First, he points out that de Finetti's theorem can be generalised. Your credences don't have to be exchangeable. It's enough that they are "partially exchangeable". We don't need to get into what exactly that means. Roughly speaking, your credences are partially exchangeable if they are invariant under certain transformations.

Second, says Skyrms, *as long as* your credences are exchangeable over *some* sequences – be it the Black/White sequences or the Blight/Whack sequences – probabilism ensures that you will reason inductively, in the sense that you will expect past frequencies to continue into the future.

We can put these two points together. As long as your credences display certain symmetries, as long as they are invariant under certain transformations, probabilism ensures that you will take the past to be a predictor of the future.

Here one might add another point that Skyrms doesn't mention: *if you are a cognitively limited creature, your credences had better display some symmetries.* Suppose you think you're going to observe 1000 ravens, each of which will be either black or white. There are \( 2^{1000} \) relevant sequences of Black and White. That's roughly 1 nonillion. You don't want to store and update a separate probability for each of these sequences. If your credences are exchangeable, you only need to store and update a probability distribution over the "chance" of Black and White, which, if the distribution is chosen sensibly, requires maybe three or four memory registers, and allows for efficient updating algorithms.

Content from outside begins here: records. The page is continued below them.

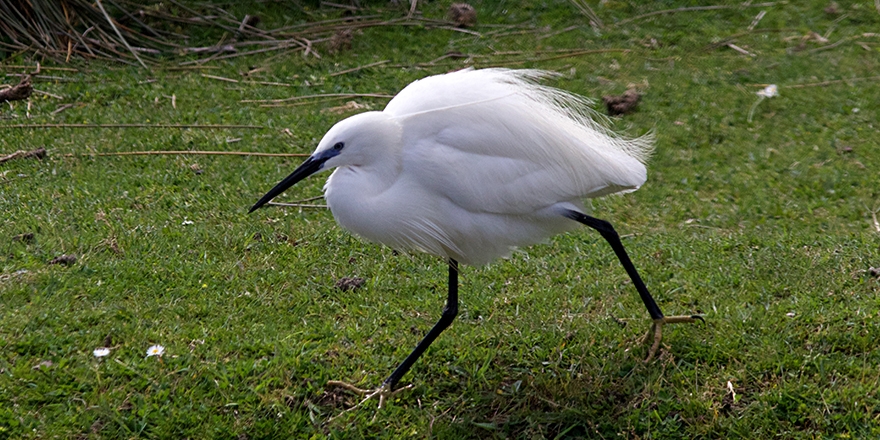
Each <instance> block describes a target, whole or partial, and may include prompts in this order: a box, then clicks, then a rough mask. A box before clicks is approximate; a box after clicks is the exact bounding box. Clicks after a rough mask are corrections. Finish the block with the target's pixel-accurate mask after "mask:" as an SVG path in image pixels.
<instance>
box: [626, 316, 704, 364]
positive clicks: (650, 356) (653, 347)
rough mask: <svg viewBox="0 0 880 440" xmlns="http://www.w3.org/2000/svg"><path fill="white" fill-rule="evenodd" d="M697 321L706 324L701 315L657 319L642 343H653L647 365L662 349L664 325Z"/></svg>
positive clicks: (648, 353) (693, 321) (646, 362)
mask: <svg viewBox="0 0 880 440" xmlns="http://www.w3.org/2000/svg"><path fill="white" fill-rule="evenodd" d="M697 321H703V322H704V323H705V322H706V320H705V319H703V317H702V316H700V315H682V316H664V317H663V318H658V319H655V320H654V322H653V323H652V324H651V328H650V329H649V330H648V332H647V333H645V336H644V337H643V338H642V341H641V343H642V344H646V343H649V342H650V343H651V348H650V349H649V350H648V357H647V358H645V363H648V362H650V361H651V359H653V358H654V355H655V354H657V349H659V348H660V340H661V339H663V325H665V324H677V323H679V322H697Z"/></svg>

From this perspective, Laplace and de Finetti have found an explanation for the human tendency to believe that the future will resemble the past.

Which is neat. As I said. But it doesn't solve the problem of induction.

The problem of induction is to explain why, under normal conditions, observing 100 black ravens (and no non-black raven) should make you confident that the next raven is black. Probabilism, or probabilism + conditionalisation, cannot provide an answer, because it can't rule out counter-inductive priors.

Here, I think, Skyrms and I simply disagree over what needs to be explained.

I believe that there are substantive norms constraining how confident one may be in a hypothesis in light of some evidence, even if the evidence entails neither the hypothesis nor its negation.

Our evidence does not conclusively settle whether greenhouse gas emissions contribute to climate change, whether Trump lost the 2020 election, whether spacetime is curved by massive bodies, or whether the sun will rise tomorrow. Still, it strongly *supports* these hypotheses. It would be irrational to be confident in their negation, given our evidence.

But why would it be irrational? What if someone disagrees? What if someone looks at all the evidence and becomes confident, on this basis, that greenhouse gas emissions *don't* contribute to climate change, or that the sun *will* explode before tomorrow? They need not be probabilistically incoherent. In its most general form, the problem of induction is to explain why they are irrational.

I don't know what Skyrms thinks of this problem. I suspect he simply disagrees that the counter-inductive reasoner is irrational. I suspect he would say that the counter-inductive reasoner is only irrational *from our perspective*: given the symmetries in *our* credences, we expect the counter-inductive reasoner to form wildly inaccurate beliefs. The counter-inductive reasoner might think the same about us. There's no objective standard for who is right.

To me, this "solution" to the problem of induction amounts to capitulation. It is inductive skepticism.

The solution to this given by Solomonoff induction, if I understand things correctly, is that if your prior is suitably Universal, then this will guarantee that the Bayesian approach will converge to the correct answer given sufficient data (and a classically computable world etc etc). It is irrational to choose priors such that your beliefs will not move to the true state of nature with enough updates (and where your priors are not invariant to reparameterization and regrouping).